As I await Pollster.com's morning update and Politico's playbook of the day, I want to link some old stories that I haven't gotten in because Sarah Palin's non-apology bothered me too much.
- One thing I did not say about Colin Powell was his wonderful and needed shots at Islamophobia. I saw Religulous last night (more on that later) and it was one more reminder of how voices like Powell's are needed. His imagery of a dead young American soldier with a crescent on his grave is a reminder that America is supposed to be a place where different people come together. One day, if we as a nation survive, we will have a Muslim president. Given the past 10 years, that will be a good thing, not a bad one. Also, if you haven't read Roger Simon's excellent story about different moments in Powell's career, do it.

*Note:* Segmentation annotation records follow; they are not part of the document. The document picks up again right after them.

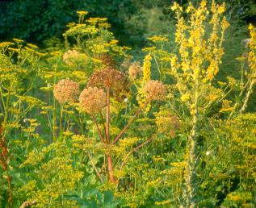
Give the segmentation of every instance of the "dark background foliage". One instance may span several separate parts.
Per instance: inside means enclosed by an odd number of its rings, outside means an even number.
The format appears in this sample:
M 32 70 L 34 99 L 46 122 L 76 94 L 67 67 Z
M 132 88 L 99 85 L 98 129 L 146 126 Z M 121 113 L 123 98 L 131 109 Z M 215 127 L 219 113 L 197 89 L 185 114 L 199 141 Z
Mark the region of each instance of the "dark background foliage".
M 209 0 L 211 1 L 211 0 Z M 174 19 L 174 0 L 13 0 L 0 1 L 0 40 L 19 38 L 40 44 L 52 36 L 61 38 L 65 25 L 77 19 L 76 10 L 90 16 L 107 17 L 121 44 L 141 47 L 145 38 L 167 33 Z M 176 1 L 187 4 L 188 1 Z M 194 3 L 199 1 L 193 0 Z M 255 20 L 253 0 L 226 2 L 232 21 Z

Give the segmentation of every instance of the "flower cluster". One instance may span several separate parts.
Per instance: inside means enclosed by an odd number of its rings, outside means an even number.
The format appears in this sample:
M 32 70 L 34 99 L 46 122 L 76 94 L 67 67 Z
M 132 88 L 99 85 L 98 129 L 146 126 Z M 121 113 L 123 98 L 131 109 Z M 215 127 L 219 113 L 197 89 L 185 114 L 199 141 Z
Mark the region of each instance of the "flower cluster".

- Lost in the ooohing and aahhing over Obama's money totals are the nuances of fundraising. The Times has a story on how, with all the small donors, the continuing rise of BIG donors (more than $25,000, through various backdoor indirect donations) is being overlooked. The Wall Street Journal has a good story on how McCain, who took the public financing, is relying on loopholes for help.
- One of those loopholes is the RNC funding little things, like Sarah Palin's clothes for $150,000. This is just the latest in a McCain campaign that has never gotten rolling without falling over itself. On the back of a new quasi-populist strategy, they go and spend six figures on clothes for their supposedly populist veep. And the best they can do to respond is say "she needed clothes" and that it was always the intent that the clothes be donated to charity. Really? What charity needs dresses that cost 10 grand? It's not even that I mind that much, it's just really poor execution. And that's what the Mac campaign may be remembered for: a continuing inability to handle basic level stuff. It doesn't help when you have a candidate who may be remembered as the least smooth since Walter Mondale. But one of the reasons the GOP is starting the blame game today is that the campaign has demonstrated no ability to string together 7 good days, which they'll need to make this a race. UPDATE: Palin, in an interview in Pittsburgh with the Chicago Tribune, says it's all a lie. Sort of.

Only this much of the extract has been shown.